Teatral al máximo en su planteamiento, Churchill intenta camuflar ese aspecto sacando a pasear a sus actores por bellos paisajes o grandes escenarios, aunque sus mejores momentos, curiosamente, transcurran siempre entre cuatro paredes que parecen acorralar a los que están dentro del cuadro. El prólogo en el que Churchill ve cómo las olas ensangrentadas le ofrecen una suerte de premonición sobre lo que va a pasar con el desembarco en Normandía ya sugiere una grandilocuencia posterior rematada con un onírico paseo del político en el paisaje después de la batalla de Gallipoli.

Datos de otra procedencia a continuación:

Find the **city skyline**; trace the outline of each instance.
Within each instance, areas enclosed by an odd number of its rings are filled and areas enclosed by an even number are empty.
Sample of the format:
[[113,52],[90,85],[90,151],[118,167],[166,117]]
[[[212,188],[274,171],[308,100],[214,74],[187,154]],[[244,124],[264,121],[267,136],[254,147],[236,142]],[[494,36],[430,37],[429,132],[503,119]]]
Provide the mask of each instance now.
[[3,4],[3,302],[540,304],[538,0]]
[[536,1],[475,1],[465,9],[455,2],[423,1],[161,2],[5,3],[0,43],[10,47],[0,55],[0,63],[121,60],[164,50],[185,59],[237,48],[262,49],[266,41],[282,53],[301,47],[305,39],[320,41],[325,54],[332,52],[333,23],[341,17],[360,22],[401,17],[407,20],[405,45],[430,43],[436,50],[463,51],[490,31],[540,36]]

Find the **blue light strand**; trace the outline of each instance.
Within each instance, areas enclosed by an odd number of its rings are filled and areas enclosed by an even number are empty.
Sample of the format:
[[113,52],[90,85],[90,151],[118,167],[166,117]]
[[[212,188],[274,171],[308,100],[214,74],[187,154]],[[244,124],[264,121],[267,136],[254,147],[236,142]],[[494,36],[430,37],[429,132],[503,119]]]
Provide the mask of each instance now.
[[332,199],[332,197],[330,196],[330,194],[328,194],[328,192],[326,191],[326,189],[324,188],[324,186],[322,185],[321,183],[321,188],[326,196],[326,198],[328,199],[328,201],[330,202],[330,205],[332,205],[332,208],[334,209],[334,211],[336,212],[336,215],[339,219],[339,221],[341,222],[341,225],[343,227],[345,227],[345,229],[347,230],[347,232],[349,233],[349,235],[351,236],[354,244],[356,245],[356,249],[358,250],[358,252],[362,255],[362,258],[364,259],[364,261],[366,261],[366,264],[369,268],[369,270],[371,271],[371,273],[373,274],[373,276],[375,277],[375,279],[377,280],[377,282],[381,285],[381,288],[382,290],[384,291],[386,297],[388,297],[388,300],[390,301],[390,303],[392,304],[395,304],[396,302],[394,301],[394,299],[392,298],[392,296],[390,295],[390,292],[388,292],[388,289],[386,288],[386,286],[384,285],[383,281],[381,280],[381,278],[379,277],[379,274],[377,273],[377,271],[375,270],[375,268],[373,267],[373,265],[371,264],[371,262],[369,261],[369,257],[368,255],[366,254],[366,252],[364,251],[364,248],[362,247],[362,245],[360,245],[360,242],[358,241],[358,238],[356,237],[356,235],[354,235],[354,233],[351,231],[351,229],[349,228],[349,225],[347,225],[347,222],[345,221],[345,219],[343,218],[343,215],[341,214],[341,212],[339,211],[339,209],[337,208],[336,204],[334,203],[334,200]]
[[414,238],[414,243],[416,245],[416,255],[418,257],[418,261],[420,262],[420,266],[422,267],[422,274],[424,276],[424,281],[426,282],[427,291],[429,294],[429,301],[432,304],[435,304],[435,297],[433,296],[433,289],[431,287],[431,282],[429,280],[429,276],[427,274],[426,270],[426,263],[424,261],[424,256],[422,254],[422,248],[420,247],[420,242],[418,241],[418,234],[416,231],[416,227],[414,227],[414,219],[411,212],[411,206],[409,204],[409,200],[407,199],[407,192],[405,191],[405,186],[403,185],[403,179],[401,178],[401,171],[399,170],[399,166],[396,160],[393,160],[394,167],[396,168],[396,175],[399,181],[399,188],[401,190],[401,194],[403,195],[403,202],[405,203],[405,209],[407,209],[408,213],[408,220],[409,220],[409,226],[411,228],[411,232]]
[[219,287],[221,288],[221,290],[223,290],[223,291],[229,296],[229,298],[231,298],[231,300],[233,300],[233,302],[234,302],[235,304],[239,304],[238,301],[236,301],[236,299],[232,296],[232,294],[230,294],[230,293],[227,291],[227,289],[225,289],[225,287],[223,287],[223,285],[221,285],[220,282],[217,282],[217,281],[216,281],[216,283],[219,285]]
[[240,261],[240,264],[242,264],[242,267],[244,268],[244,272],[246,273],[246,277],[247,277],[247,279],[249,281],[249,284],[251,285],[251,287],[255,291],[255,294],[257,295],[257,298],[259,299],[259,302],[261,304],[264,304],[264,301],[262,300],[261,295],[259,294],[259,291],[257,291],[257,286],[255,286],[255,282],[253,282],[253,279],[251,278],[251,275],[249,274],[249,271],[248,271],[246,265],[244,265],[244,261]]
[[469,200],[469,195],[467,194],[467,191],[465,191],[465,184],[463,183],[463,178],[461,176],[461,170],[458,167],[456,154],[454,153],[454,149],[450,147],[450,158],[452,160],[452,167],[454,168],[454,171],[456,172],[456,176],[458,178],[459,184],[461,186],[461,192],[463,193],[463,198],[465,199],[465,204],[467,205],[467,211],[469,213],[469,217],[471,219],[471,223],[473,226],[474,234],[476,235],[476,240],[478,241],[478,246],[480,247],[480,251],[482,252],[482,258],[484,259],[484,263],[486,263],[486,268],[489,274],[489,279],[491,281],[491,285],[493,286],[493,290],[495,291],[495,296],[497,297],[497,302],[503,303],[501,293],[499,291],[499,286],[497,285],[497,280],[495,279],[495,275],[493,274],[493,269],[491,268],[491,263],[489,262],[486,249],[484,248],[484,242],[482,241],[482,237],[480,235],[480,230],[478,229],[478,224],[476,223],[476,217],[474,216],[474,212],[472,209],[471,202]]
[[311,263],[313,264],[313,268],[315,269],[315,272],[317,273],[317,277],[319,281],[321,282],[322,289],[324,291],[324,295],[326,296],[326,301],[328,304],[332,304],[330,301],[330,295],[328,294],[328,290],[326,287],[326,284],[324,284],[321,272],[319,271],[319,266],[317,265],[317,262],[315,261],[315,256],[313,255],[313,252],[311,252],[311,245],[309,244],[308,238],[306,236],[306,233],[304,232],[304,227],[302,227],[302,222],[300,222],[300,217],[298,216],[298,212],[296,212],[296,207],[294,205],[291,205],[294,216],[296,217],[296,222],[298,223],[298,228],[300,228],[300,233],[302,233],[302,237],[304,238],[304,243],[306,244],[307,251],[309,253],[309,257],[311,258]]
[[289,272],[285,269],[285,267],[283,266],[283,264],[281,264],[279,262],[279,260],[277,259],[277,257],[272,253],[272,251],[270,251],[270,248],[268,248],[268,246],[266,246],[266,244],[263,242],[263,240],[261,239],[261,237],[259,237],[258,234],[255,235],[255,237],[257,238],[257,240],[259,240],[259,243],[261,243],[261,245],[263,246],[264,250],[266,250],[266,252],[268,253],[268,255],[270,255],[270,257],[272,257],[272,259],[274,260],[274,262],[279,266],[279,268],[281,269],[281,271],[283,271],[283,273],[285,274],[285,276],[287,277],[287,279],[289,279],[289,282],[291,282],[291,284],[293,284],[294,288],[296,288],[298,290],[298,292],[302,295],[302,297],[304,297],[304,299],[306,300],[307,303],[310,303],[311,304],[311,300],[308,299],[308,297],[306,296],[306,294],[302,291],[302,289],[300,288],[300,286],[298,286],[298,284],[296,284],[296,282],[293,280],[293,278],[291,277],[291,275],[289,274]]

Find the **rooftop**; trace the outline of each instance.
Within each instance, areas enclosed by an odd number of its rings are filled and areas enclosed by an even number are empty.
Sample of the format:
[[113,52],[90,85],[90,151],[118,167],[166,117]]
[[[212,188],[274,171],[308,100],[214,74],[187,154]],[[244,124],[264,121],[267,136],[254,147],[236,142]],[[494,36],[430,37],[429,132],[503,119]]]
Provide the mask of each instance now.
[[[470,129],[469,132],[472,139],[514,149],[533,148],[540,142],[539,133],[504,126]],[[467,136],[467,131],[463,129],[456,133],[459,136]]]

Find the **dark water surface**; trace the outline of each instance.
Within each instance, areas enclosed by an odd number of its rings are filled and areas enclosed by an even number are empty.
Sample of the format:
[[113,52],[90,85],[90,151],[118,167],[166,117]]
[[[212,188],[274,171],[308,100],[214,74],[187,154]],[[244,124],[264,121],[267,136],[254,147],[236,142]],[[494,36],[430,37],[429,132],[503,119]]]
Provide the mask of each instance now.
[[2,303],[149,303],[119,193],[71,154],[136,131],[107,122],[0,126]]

La tesis, harto discutible, es que el malhumorado y humeante Winston intentó por todos los medios boicotear el Día D para evitar una carnicería de jóvenes soldados. Ese dilema alimenta un guión anquilosado e inflamado de retórica escrito por una joven historiadora que parece desconocer los más básicos capítulos de la escritura cinematográfica, con una estructura monótona y un ritmo glacial, introduciendo episodios que dan un poco de vergüenza ajena: la secretaria que se rebela por amor a su novio, camino de las playas de Francia o, sobre todo, esa inenarrable escena en la que Churchill reza pidiendo a Dios que siga el mal tiempo. Churchill solo tiene interés por el concienzudo trabajo de Brian Cox, aunque eso ya se podía prever antes de verlo. Fumador, bebedor, gruñón, vanidoso, arrogante, tozudo? Inteligente, claro. Un niño grande y malcriado. Cuando coinciden buenos actores, la película respira mejor: la bofetada que le suelta su esposa (Miranda Richardson), el tenso choque de egos con Eisenhower (John Slattery) o la amable pero tajante reprimenda del rey (James Purefoy) son pequeños islotes de intensidad en una cinta que no duda en volver en su escena final a la metáfora inicial con sombrero incluido y recuerda, en éxtasis patriótico postBrexit, que estamos ante un hombre de grandeza inigualable.